Korea has launched what officials describe as the country’s first nationwide navigation-integrated alert service for flood-related road closures, notifying drivers in real time through map and navigation apps when underpasses and low-lying roads are shut down due to flooding, along with suggested detour routes.
The service, which began operation in June 2026, responds to a recurring and sometimes deadly hazard during Korea’s summer monsoon season: underpasses and low-lying roads that flood rapidly during intense rainfall, sometimes trapping drivers who enter a closed or flooding section without realizing conditions have changed since they last checked. Previous systems relied more heavily on physical barricades and roadside signage, which can be less effective at preventing drivers from entering a hazard zone if they are already en route before a closure is physically enforced.
By integrating closure information directly into navigation software, the new system aims to intercept drivers earlier, ideally before they commit to a route that passes through an area at risk, rather than relying solely on drivers noticing physical barriers once they have already arrived at a flooded section.

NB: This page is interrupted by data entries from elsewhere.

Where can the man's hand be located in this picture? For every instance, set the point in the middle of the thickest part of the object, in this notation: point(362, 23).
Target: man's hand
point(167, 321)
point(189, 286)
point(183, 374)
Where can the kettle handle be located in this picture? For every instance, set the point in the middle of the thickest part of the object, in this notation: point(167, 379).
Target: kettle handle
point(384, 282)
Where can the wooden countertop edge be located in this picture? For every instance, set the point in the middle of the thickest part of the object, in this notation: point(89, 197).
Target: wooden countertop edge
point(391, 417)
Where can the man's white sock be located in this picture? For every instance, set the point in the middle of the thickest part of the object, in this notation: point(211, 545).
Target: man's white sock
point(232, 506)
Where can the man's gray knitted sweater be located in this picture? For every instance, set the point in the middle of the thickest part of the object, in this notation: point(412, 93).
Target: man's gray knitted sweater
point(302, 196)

The approach mirrors similar flood-alert integrations tested in other flood-prone countries, adapted to Korea’s dense urban underpass infrastructure.
With Korea’s monsoon season bringing increasingly intense, concentrated rainfall events in recent years, a pattern climate researchers link to broader shifts in regional weather patterns, officials have framed the new alert system as a necessary infrastructure upgrade rather than a one-off pilot, with plans to expand coverage across the country’s underpass network in the coming years.